Nachrichten
Gehört – Notiert
31.10.2009
von
Karl-Otto Müller
KEINER WAR SCHNELLER: Bereits in „aller Herrgotts-Frühe“ übermittelte der junge Balinger Felix Jetter als Erster gestern seine Glückwünsche an seinen Balinger Oberbürgermeister zu dessen 50. Geburtstag – wir berichteten. Jetter (22, Foto) besucht die Kbf in Mössingen - als interessierter Zeitungsleser absolvierte er in diesen Herbstferien zum zweiten Mal ein Ferienpraktikum in der Balinger Redaktion des ZOLLERN-ALB-KURIER. Über das Jubiläum des Balinger Stadtoberhauptes war er deshalb bestens informiert. Rathausmitarbeiter, Amtsleiter, Parteifreunde und zahlreiche Gratulanten hatte Oberbürgermeister Helmut Reitemann gestern nachmittag im „Cubus“ des Hotels Stadt Balingen empfangen.
ZUERST TOPMELDUNG am vergangenen Samstag, dann aber mit der Abschiedsmeldung unseres Ministerpräsidenten mit einem Male ins Abseits gerückt: Die Auszeichnung der Biberacher Stadtbücherei für deren hervorragende Projektarbeit. Dotiert mit immerhin 30 000 Euro. Was diese Bücherei gegenüber anderen auszeichnet?
Ihr integratives Konzept, das sich insbesondere auf die seit wenigen Jahren wie Pilze aus dem Boden schießenden so genannten Mediotheken an verschiedenen Schulen erstreckt.

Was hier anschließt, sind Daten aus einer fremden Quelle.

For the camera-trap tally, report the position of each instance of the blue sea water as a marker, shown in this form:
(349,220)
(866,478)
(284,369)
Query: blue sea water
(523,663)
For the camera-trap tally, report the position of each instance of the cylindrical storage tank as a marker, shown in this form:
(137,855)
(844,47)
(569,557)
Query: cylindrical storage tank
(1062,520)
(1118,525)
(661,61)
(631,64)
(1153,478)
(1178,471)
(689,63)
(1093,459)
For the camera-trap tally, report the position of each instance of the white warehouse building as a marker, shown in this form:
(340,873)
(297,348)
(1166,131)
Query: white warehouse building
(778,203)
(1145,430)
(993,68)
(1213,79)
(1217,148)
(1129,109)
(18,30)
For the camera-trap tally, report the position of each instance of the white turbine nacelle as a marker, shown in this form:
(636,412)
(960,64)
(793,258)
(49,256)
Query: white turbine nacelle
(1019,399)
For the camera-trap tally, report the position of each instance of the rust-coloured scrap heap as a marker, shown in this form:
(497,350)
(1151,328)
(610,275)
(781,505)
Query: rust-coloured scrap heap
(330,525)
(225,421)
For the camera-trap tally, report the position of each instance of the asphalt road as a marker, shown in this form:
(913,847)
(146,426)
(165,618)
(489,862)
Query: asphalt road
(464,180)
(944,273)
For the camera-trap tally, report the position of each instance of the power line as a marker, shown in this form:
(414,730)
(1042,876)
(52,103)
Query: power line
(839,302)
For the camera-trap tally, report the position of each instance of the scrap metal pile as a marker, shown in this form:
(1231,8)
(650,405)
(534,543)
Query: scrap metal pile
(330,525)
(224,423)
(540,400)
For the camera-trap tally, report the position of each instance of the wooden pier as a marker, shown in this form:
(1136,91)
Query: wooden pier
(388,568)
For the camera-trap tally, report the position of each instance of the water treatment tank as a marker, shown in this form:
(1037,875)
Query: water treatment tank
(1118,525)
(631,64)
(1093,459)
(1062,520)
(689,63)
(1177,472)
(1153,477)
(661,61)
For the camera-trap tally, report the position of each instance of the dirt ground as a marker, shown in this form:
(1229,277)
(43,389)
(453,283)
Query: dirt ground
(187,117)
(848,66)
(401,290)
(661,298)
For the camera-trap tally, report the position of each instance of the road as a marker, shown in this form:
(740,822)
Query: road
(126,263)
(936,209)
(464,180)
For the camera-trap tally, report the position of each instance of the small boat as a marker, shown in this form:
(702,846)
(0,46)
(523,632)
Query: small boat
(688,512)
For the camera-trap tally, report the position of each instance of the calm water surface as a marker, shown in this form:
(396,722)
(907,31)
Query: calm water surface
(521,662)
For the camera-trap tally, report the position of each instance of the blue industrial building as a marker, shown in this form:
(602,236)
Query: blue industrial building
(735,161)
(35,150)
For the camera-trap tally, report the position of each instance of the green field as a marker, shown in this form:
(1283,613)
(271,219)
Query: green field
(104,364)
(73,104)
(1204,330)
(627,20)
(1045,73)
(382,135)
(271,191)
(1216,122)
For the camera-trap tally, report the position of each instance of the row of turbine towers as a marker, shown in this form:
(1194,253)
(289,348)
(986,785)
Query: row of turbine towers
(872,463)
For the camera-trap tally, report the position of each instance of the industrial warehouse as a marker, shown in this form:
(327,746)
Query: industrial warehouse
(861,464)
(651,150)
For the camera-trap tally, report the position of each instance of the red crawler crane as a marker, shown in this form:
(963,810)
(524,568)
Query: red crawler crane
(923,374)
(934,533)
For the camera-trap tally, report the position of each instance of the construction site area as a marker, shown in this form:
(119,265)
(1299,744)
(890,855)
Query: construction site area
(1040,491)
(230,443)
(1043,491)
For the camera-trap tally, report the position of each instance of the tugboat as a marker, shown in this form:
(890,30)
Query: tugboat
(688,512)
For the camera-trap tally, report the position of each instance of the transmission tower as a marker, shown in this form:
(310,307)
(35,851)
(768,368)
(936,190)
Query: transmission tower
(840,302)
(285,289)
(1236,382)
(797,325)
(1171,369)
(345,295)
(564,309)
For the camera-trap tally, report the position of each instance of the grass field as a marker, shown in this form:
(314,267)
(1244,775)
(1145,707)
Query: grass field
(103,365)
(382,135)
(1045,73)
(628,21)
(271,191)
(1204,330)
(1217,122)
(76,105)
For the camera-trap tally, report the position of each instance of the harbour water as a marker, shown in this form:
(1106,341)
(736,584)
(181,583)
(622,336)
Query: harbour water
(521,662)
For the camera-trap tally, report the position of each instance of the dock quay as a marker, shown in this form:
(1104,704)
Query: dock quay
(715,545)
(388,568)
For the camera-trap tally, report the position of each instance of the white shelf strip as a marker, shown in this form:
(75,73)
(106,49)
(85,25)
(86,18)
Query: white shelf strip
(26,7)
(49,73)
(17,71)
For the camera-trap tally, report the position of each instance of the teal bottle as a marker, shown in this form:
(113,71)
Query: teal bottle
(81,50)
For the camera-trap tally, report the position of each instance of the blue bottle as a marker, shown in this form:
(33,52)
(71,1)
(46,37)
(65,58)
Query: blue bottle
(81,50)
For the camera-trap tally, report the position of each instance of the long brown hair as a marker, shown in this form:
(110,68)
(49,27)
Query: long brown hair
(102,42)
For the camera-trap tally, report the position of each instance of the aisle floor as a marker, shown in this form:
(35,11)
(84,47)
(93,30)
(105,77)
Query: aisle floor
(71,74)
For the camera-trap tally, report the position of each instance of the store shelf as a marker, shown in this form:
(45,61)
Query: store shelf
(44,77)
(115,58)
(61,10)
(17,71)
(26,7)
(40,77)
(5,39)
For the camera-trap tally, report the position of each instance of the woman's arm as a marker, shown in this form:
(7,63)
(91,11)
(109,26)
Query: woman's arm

Diese sind in all ihren medialen Facetten in das Konzept der Biberacher Stadtbücherei aufgenommen. „Kompetenzen werden in effizienten Synergien zusammengeführt“ – ein grandioser Satz, der die Idee aber trefflich auf den Punkt bringt. Eine Idee, die Konzept für ähnliche Einrichtungen sein sollte. Genial einfach, naheliegend, und als Alternative zu Schließungsvorschlägen, wie sie beispielsweise dieser Tage in Albstadt laut geworden waren, durchaus überlegenswert. Oder?
PROTESTE gegen den am letzten November-Wochenende in Balingen geplanten Jugendorchester-Wettbewerb BW-Musix kündigen derweil Anti-Militaristen an. Sie vermuten in dem von der Bundeswehr-Militärmusik ausgerichteten Orchesterwochenende eine versteckte Anheuer-Aktion für Soldaten-Nachwuchs. Dabei verurteilen sie insbesondere auch alle Unterstützer dieses Wettbewerbs, bis hin zur Stadtverwaltung, die die Räumlichkeiten zur Verfügung stelle und auf ihrer Homepage für den Wettbewerb Werbung mache. Initiiert sei dieser Widerstand, so wird uns mitgeteilt, von einer Balinger Stadträtin – deren Parteiväter im übrigen deutsche Soldaten erstmals in der Nachkriegszeit in kriegerische Auseinandersetzungen geschickt haben, damals in den Kosovo.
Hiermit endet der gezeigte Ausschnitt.